Este epitáfio, refere-se aos Lacedemónios; e este outro ao adivinho:


Este é o sepulcro do célebre Megístias (que um certo dia,
os Medos mataram, depois de atravessarem o rio Esperqueu),
um adivinho que, ainda que soubesse que naquele
momento as Keres espreitavam,
se negou a abandonar os guias dos soldados de Esparta.


Foram os Anfictiões que honraram os caídos com epitáfios e estelas, com excepção do epitáfio em homenagem ao adivinho, mandado gravar por Simónides, filho de Leóprepes, devido aos vínculos de hospitalidade que os uniam.


Espartanos sobreviventes




É verdade que, segundo contam, dois dos trezentos espartanos, Éurito e Aristodemo, podiam - se tivessem chegado a acordo - ter escapado, voltando juntos para Esparta (pois tinham sido autorizados por Leónidas a abandonar o acampamento e encontravam-se em Alpeno, acossados por uma grave doença ocular), ou então - se não queriam regressar à sua pátria - ter morrido com os seus camaradas.

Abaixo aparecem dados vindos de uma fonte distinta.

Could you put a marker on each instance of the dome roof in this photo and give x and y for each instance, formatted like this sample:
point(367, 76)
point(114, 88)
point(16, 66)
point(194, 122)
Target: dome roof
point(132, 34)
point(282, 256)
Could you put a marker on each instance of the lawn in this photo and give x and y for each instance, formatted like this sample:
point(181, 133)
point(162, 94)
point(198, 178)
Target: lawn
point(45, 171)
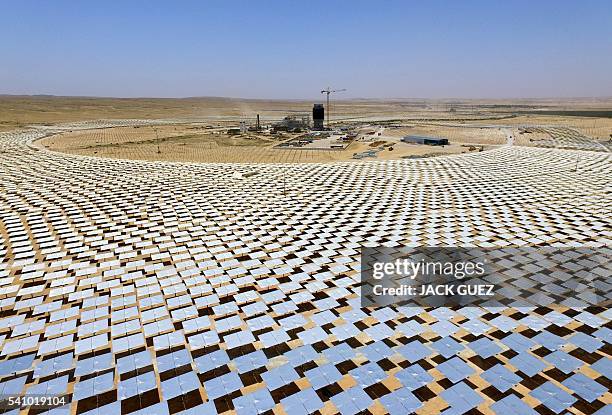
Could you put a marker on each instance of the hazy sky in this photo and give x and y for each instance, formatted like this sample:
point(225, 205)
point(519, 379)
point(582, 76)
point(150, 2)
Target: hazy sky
point(291, 49)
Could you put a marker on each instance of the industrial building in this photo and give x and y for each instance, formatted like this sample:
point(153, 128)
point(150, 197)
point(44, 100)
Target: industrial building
point(318, 116)
point(296, 122)
point(430, 141)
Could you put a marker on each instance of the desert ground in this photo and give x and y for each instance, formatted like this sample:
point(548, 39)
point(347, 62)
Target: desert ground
point(153, 287)
point(195, 129)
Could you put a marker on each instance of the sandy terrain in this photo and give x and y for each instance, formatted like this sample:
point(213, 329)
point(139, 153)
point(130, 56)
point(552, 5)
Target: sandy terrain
point(199, 138)
point(196, 143)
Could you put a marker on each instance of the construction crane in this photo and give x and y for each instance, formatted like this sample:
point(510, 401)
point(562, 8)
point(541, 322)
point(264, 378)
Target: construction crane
point(330, 91)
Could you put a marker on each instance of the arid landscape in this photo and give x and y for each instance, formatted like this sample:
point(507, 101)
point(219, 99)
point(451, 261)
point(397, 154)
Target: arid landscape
point(196, 129)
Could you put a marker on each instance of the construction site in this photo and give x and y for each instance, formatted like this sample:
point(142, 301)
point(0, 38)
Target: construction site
point(211, 264)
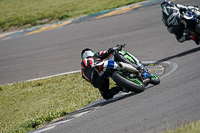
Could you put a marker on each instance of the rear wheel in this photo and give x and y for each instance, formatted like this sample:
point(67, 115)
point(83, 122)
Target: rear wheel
point(197, 29)
point(133, 85)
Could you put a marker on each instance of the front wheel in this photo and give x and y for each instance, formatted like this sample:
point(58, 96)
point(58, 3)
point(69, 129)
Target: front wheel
point(154, 80)
point(133, 85)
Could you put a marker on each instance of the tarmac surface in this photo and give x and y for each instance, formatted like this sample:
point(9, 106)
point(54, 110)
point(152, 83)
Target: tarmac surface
point(173, 102)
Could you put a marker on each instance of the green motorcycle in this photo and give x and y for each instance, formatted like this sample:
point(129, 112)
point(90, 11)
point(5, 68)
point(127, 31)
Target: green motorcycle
point(129, 73)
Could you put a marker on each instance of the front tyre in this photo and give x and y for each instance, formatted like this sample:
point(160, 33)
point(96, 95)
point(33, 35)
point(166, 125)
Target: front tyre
point(154, 80)
point(133, 85)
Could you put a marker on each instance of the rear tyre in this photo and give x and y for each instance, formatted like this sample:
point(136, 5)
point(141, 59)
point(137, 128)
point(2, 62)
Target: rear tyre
point(197, 29)
point(133, 85)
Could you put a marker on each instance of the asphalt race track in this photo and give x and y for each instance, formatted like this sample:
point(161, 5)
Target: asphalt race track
point(174, 102)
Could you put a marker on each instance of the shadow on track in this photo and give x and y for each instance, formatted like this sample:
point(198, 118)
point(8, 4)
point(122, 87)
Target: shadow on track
point(179, 55)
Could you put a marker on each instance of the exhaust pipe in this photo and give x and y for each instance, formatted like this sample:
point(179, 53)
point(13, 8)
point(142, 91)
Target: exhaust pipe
point(128, 67)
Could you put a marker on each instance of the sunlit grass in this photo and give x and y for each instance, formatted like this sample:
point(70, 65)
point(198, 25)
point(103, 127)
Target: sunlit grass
point(188, 128)
point(25, 106)
point(31, 12)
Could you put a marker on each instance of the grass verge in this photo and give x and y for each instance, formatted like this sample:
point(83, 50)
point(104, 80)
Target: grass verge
point(16, 13)
point(25, 106)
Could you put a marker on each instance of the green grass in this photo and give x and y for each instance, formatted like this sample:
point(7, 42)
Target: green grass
point(35, 12)
point(25, 106)
point(188, 128)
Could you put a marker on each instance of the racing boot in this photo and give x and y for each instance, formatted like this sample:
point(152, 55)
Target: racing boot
point(113, 91)
point(195, 38)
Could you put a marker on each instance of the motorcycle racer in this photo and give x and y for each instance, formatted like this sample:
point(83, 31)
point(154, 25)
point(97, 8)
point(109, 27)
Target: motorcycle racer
point(172, 17)
point(93, 67)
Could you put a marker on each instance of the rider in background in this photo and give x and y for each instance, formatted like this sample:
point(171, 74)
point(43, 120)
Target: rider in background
point(93, 67)
point(172, 18)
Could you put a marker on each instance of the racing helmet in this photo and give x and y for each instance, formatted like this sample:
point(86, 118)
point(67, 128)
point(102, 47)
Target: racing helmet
point(171, 16)
point(167, 3)
point(87, 53)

Esses dois indivíduos, insisto, podiam ter adoptado uma ou outra determinação, mas não conseguiram chegar a um acordo; e além disso, a sua decisão foi bem diferente: enquanto Éurito, ao aperceber-se da maneira envolvente dos Persas, pediu as suas armas, pô-las e ordenou ao seu hilota que o levasse de novo ao campo de batalha (depois de o conduzir ao palco das operações, o guia fugiu, mas ele lançou-se à luta, perdendo a vida), Aristodemo, pela sua parte, acobardou-se e ficou onde estava.

Pois bem, se Aristodemo tivesse regressado a Esparta, por ter padecido sozinho a doença, ou se tivessem regressado os dois juntos, sou de opinião de que os Espartanos não teriam manifestado indignação alguma relativamente a ambos. Mas o caso é que, como um deles tinha morrido e o outro, apesar de se encontrar na mesma situação, não quisera arriscar a vida, os Espartanos não tiveram outro remédio, senão irritarem-se muito com Aristodemo.

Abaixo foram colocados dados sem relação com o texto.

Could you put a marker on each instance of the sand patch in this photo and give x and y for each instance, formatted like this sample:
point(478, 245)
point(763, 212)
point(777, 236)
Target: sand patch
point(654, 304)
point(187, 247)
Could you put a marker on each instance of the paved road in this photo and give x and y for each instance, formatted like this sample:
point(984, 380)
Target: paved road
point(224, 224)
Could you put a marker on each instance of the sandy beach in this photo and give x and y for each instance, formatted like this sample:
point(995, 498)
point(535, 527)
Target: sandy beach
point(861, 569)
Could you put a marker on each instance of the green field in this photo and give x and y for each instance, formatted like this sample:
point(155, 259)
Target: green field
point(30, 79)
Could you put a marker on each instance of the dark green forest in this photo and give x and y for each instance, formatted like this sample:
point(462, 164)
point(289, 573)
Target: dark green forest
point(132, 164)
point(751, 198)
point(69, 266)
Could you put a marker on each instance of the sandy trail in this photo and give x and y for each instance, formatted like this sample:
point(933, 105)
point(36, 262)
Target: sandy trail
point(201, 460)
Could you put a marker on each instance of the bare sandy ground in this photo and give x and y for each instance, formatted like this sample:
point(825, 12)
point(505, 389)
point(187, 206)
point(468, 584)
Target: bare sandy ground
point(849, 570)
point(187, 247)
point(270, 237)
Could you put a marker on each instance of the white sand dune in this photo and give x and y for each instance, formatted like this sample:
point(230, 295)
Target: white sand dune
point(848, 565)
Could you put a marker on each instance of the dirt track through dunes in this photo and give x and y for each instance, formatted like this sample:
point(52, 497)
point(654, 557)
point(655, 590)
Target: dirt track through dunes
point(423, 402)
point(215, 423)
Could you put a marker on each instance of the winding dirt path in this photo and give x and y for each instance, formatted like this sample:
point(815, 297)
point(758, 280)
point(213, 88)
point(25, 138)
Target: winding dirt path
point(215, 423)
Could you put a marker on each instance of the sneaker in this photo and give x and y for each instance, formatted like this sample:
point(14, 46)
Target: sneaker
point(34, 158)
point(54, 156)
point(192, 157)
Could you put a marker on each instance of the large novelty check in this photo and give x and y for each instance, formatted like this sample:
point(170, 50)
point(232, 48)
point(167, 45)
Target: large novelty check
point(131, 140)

Definitivamente, uns pretendem - esgrimindo o dito pretexto - que foi assim que Aristodemo se salvou, regressando a Esparta. Outros, em contrapartida, asseguram que foi encarregado de levar uma mensagem fora do acampamento e que teve oportunidade de tomar parte na batalha; mas não o quis fazer, entretendo-se no caminho, para salvar a vida, ao passo que o seu companheiro de missão chegou a tempo para a batalha e encontrou a morte.


No seu regresso a Lacedemón, Aristodemo sofreu desonra e humilhação. As mostras de discriminação que teve de suportar foram as seguintes: nenhum espartano lhe dava fogo, ou lhe dirigia a palavra e, como demonstração de desprezo, recebeu a alcunha de Aristodemo «o Tremeliques». Contudo, na batalha de Plateias, reparou por completo a falta que se lhe imputava.

Segundo contam, houve também outro espartano, integrante do contingente de trezentos (o seu nome era Pantitas), que foi encarregado de levar uma mensagem a Tessália e que, por isso, conservou a vida. Contudo, quando esse indivíduo regressou a Esparta, devido à descriminação de que era vítima, enforcou-se.


 (...) Profanação do cadáver de Leónidas


(...) Xerxes passou por entre os cadáveres e, como ouvira dizer que Leónidas era o rei e o chefe dos Lacedemónios, mandou que lhe cortassem a cabeça e que a cravassem num pau. Para mim é evidente, por muitas provas e especial e concretamente por esta, que, de entre todos os seres humanos, Leónidas foi a pessoa, em vida, que mais irritou o rei Xerxes; pois, caso contrário, o monarca jamais teria ordenado que se ultrajasse o seu cadáver dessa maneira, já que os Persas são, que eu saiba, as pessoas que mais costumam honrar os soldados valorosos. Como é natural, aqueles que receberam a ordem cumpriram a sua obrigação (in ob. cit., pp. 150-151 e 153-161).